Eventually Seymour does succeed at melding his Eastern and Western poetic influences, and Salinger/Buddy describes the results in what must be one of the most detailed descriptions ever written of a wholly imaginary verse form (at least I’m assuming it’s wholly imaginary, maybe somewhere in Salinger’s filing cabinet there are notebooks filled with poems like this):

“… Seymour probably loved the classical Japanese three-line, seventeen-syllable haiku as he loved no other form of poetry, and … he himself wrote — bled — haiku. … It could be said … that a late-period poem of Seymour’s looks substantially like an English translation of a sort of double haiku … a six-line verse, of no certain accent but usually more iambic than not, that, partly out of affection for dead Japanese masters and partly from his own natural bent, as a poet, for working inside attractive restricted areas, he has deliberately held down to thirty-four syllables, or twice the number of the classical haiku. … [E]ach of the poems is as unsonorous, as quiet, as he believed a poem should be, but there are intermittent short blasts of euphony … which have the effect on me personally of someone — surely no one completely sober — opening my door, blowing three or four or five unquestionably sweet and expert notes on a cornet into the room, then disappearing.” (p. 126-28)

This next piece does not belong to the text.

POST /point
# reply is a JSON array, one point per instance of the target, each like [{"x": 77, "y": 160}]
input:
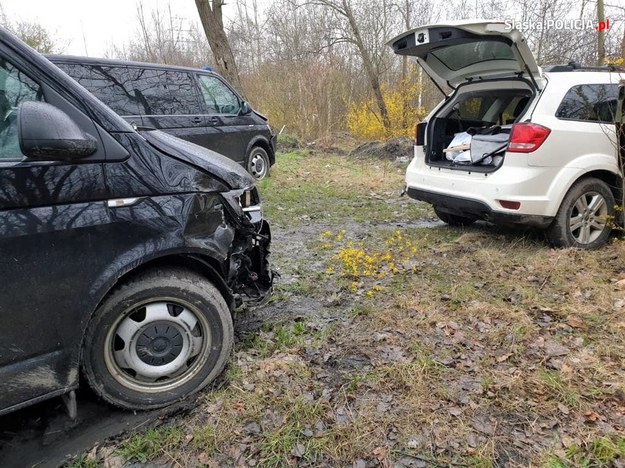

For those of us who struggle with what kind of subject matter to bring to haiku — should we stick mostly to nature? how personal should we get? can we tell a story, make a joke, imagine things, or should we stick to personally experienced moments of Zen enlightenment? — it’s interesting to read about Seymour’s choice of subject matter, though they frankly remind me more than anything of possible plot summaries for Salinger’s next several short stories:

“The next-to-last poem is about a young married woman and mother who is plainly having what it refers to here in my old marriage manual as an extramarital love affair. … She comes home very late from a tryst — in my mind, bleary and lipstick-smeared — to find a balloon on her bedspread. Someone has simply left it there. The poet doesn’t say, but it can’t be anything but a large, inflated toy balloon, probably green, like Central Park in spring. The other poem … is about a young suburban widower who sits down on his patch of lawn one night, implicitly in his pajamas and robe, to look at the full moon. A bored white cat … comes up to him and rolls over, and he lets her bite his left hand as he looks at the moon.” (p. 128-29)

I can see now how much these long-forgotten passages have influenced my lifelong attitude toward haiku — although, as I’ve mentioned before, I hadn’t given an excessive amount of thought to the form before last month. There’s the idea that haiku can be made your own; you don’t have to be a slave to tradition. There’s the idea that poets should have a unique voice and should strive to see and write about the things that only they can see. There’s the idea that haiku are about revealing the world as it is, communicating some experience of authentic perception. There’s the idea that haiku should ring some kind of bell in the mind of the reader. There’s the idea that a wide variety of subject matter and to some extent form is possible in writing haiku; that perception and authenticity matter more than syllable counts or traditional topics.

I’d be interested to hear from anyone else for whom reading Seymour was a formative experience in their haiku-writing career. Or, for that matter, from those for whom it wasn’t. What do you think of these passages — do they enlarge or confirm your understanding of haiku, or do you find them banal and twee? Would you rather gnaw your leg off than ever read another word of Salinger, or do you have a shrine to Franny and Zooey set up somewhere in the hidden recesses of your heart? (Or both?)